Direct. Not self-flagellating. Names the specific mistake without making it look heroic.

### 3. The contrarian observation
"Everyone says raise as much as you can. I disagree. We turned down $X at a $Y valuation last quarter. Here's why."

Has a take. Backed by a specific story. Invites disagreement.

### 4. The behind-the-scenes specific
"Spent 3 hours yesterday on a customer call I almost canceled. They told me [specific thing] which changed how I think about [specific area]."

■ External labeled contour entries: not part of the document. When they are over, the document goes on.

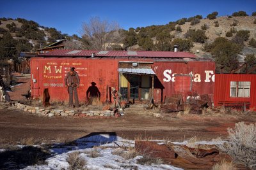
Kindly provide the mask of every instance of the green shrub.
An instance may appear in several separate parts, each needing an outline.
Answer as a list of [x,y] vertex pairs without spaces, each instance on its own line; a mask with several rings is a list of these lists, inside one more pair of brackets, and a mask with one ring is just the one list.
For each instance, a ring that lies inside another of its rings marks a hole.
[[241,37],[244,41],[246,41],[250,37],[250,31],[240,30],[236,32],[236,36]]
[[199,20],[201,20],[201,19],[203,18],[203,16],[197,15],[194,16],[193,17],[189,17],[189,18],[188,18],[187,22],[191,22],[192,20],[194,19],[194,18],[198,18]]
[[140,27],[136,27],[136,29],[135,29],[136,32],[139,32],[140,30]]
[[219,22],[218,22],[218,20],[214,21],[214,26],[215,26],[216,27],[219,27]]
[[7,19],[6,19],[6,18],[5,18],[5,17],[3,17],[3,18],[0,18],[0,20],[3,20],[3,21],[6,21],[6,20],[7,20]]
[[185,34],[185,38],[190,38],[193,41],[196,43],[205,43],[207,37],[205,36],[205,31],[202,29],[189,29]]
[[228,31],[226,32],[227,37],[232,37],[233,36],[233,33],[231,31]]
[[231,39],[231,41],[233,42],[233,43],[236,43],[236,44],[237,44],[237,45],[239,45],[239,46],[243,46],[244,45],[244,39],[243,39],[243,38],[242,38],[242,37],[240,37],[240,36],[235,36],[232,39]]
[[256,57],[254,53],[247,54],[244,58],[244,62],[249,64],[253,64],[256,63]]
[[206,18],[209,18],[209,20],[214,20],[214,19],[216,19],[216,18],[218,14],[219,14],[218,12],[214,11],[212,13],[208,14],[208,15],[206,17]]
[[216,70],[222,67],[225,71],[229,73],[237,67],[237,54],[242,49],[239,45],[227,38],[219,37],[216,38],[212,43],[205,45],[204,48],[205,51],[211,52],[215,58]]
[[174,45],[177,45],[180,52],[189,51],[193,46],[193,42],[190,39],[175,38],[171,43],[171,49],[174,50]]
[[197,18],[194,18],[192,19],[191,22],[190,23],[190,25],[194,25],[198,23],[200,23],[200,19],[198,19]]
[[209,26],[207,24],[204,24],[203,25],[201,26],[201,29],[202,30],[207,30],[207,29],[209,29]]
[[181,32],[182,31],[181,27],[180,26],[177,26],[176,31]]
[[7,31],[5,29],[0,27],[0,34],[3,34],[6,32],[7,32]]
[[183,25],[187,22],[187,18],[182,18],[176,21],[176,24]]
[[249,41],[249,46],[256,48],[256,40],[253,38]]
[[230,24],[230,26],[234,26],[234,27],[236,27],[236,26],[237,25],[237,24],[238,24],[238,21],[236,20],[235,20],[233,22],[233,23],[232,23],[232,24]]
[[12,25],[11,24],[6,24],[6,25],[5,25],[6,27],[6,28],[8,28],[8,29],[10,29],[10,27],[12,27]]
[[233,17],[244,17],[248,16],[247,13],[244,11],[239,11],[238,12],[234,12],[232,13],[232,16]]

Concrete. Tells a story. Has a real takeaway.

## Structural rules

- **Hook in the first 2 lines** — LinkedIn truncates everything else
- **Specific over general** — "We churned a $200k customer last month" beats "We had a tough loss"
- **One point per post** — multiple takeaways dilute
- **3-line paragraphs max** — feed readability
- **End with a question OR end clean** — don't beg for engagement

## Anti-patterns to strip

- "I'm humbled to announce..." — not humble, also boring
- "Couldn't have done it without my amazing team" — generic, doesn't name anyone
- "Lessons learned: 1) trust the process 2) believe in yourself..." — empty cookie
- "What do you think? Comment below!" — engagement bait
- Excessive line breaks for "rhythm" — performative, easy to spot
- Quoting yourself in italics — vain
- Generic encouragement to other founders — meaningless platitudes
- "It's been a journey" — every post can't be about the journey

## Voice calibration

- **Match the founder's actual voice.** If they're plainspoken in Slack, write plain. If they're sharp/dry, write sharp/dry.
- **Avoid LinkedIn-ese** — the "I want to share something deeply personal" register most founders fall into when they post
- **Risk being wrong** — posts with a real opinion get traction; posts that hedge get ignored

## Length

- 80-200 words for most posts. Longer is rarely better.
- If you can't make the point in 200 words, the point isn't ready.

## Output format

Provide:
1. **The post** — ready to copy into LinkedIn
2. **Hook variants** — 2 alternative opening lines so the founder can pick what feels truest
3. **What this post is risking** — call out the actual stance, so the founder knows what they're putting their name on

Don't add hashtags by default. If the founder asks for them, max 3, and don't use generic ones (#leadership, #startup) — they signal corporate-account.

Example prompts

Once installed, try these prompts in Claude:

  • Wrote about a hire that didn't work out. We let go of our VP Sales after 6 months. Lesson: I hired for pedigree not the actual job. Help me write a post that's honest, not self-flagellating.
  • We just hit $1M ARR. Don't want the "humbled to announce" energy. Help me write something with actual content.